Man’s bail plea in abduction and murder case rejected

By Jamal Khurshid
January 28, 2025
This representational image shows a person holding a gavel. — Pexels/File
This representational image shows a person holding a gavel. — Pexels/File

The Sindh High Court (SHC) has dismissed the bail application of a man in a kidnapping and murder case. Noor Agha was booked for kidnapping and murdering Hameedullah in the Sohrab Goth police jurisdiction on August 18, 2022.

According to the prosecution, the applicant was involved in Hameedullah’s kidnapping from Machhar Colony in the presence of locals, along with other co-accused, and the victim’s body with a gunshot wound in the head was found the same day in the Northern Bypass area.

The prosecution claimed that the kidnapping and murder plan was made by main accused Wali Mohammad, who was the victim’s brother-in-law and had hired Dawood and his men from Quetta to take revenge upon the victim for molesting Mohammad’s younger sister. The applicant is Mohammad’s brother.

The applicant’s counsel said his client was detained in the case for more than two years, adding that he should be granted bail on the statutory ground of delay in the trial.

He said the applicant was being detained solely on an extrajudicial confession, adding that in the absence of a prior criminal record, the role assigned to the applicant for abetting the murder does not make him a hardened, desperate or dangerous criminal.

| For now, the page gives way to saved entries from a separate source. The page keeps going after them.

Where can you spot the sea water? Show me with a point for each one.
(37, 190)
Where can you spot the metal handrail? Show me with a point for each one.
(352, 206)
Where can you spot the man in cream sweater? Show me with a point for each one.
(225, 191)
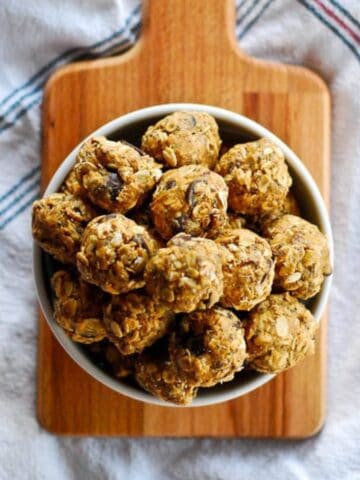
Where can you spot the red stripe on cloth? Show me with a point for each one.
(338, 20)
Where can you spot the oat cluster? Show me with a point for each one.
(180, 263)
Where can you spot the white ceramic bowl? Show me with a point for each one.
(239, 129)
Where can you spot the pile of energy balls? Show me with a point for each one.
(184, 261)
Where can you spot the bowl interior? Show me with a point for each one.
(233, 129)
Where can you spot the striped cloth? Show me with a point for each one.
(38, 37)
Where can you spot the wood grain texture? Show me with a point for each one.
(187, 53)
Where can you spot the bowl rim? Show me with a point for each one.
(143, 114)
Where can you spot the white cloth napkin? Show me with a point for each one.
(36, 38)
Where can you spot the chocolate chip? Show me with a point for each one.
(170, 184)
(113, 185)
(139, 240)
(196, 345)
(179, 223)
(190, 192)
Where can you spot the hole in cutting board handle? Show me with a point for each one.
(188, 24)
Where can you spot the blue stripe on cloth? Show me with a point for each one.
(30, 188)
(247, 13)
(255, 19)
(345, 12)
(337, 32)
(25, 178)
(70, 52)
(18, 211)
(83, 56)
(247, 28)
(38, 90)
(21, 113)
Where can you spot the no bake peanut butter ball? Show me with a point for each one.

The deputy prosecutor general said the applicant is a hardened, desperate or dangerous criminal within the meaning of thefourth proviso to Section 497(1) of the Criminal Procedure Code, and he is not entitled to bail.

After hearing the arguments of the counsel, a single SHC bench headed by Justice Adnan Iqbal Chaudhry said that it has been held by the Supreme Court that the statutory ground of delay is to be considered from the date of arrest/detention of the accused and not from the date the charge was framed.

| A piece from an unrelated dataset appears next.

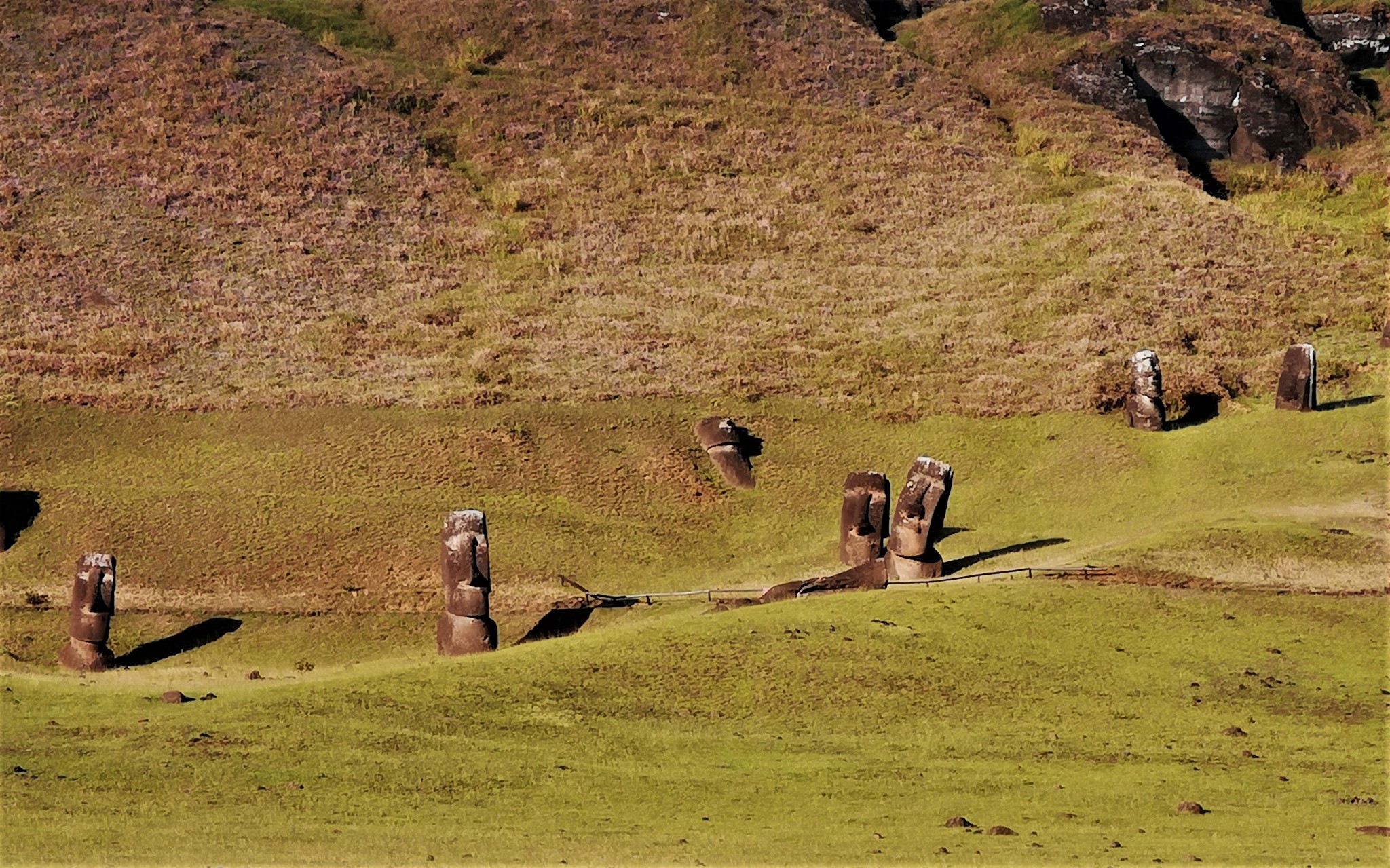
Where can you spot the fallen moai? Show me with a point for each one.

The bench said that it is a fact that from the date of the applicant’s arrest on October 10, 2022, the applicant has been in continuous detention for a period exceeding two years, and thus far only six prosecution witnesses out of a list of 20 have been examined by the trial court.

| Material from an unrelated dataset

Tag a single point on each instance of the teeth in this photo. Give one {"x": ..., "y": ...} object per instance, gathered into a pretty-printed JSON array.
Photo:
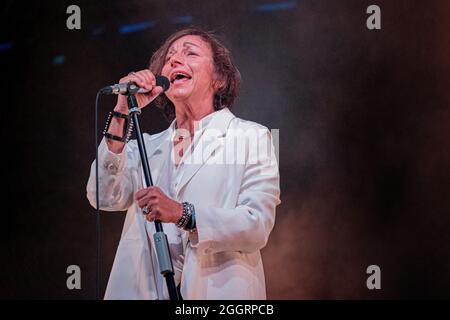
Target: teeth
[{"x": 176, "y": 75}]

The court said that the charge of abetting abduction and murder is indeed a charge for a grave offence, and the applicant is the brother of the principal accused, adding that it was the information divulged by the applicant on interrogation that unravelled the crime.

The bench said that it is alleged by the prosecution that the applicant confessed during interrogation that he was part of the plan to commit the offence, and that he was also riding in another car that accompanied the Toyota Vigo in which the victim was abducted.

The court said that while it is correct that the extrajudicial confession of the applicant by itself was of no evidential value, he led the police to the spot where the victim was shot, and from where two empties of a 9mm firearm were recovered.

The bench said that as per the forensic report shown to the court from the police file, those empties matched the pistol recovered from the principal accused. The court said the applicant falls within the bracket of a hardened, desperate or dangerous criminal within the meaning of the fourth proviso to Section 497(1), which is an exception to the right of bail on the statutory ground of delay under the third proviso. The SHC then dismissed the bail application.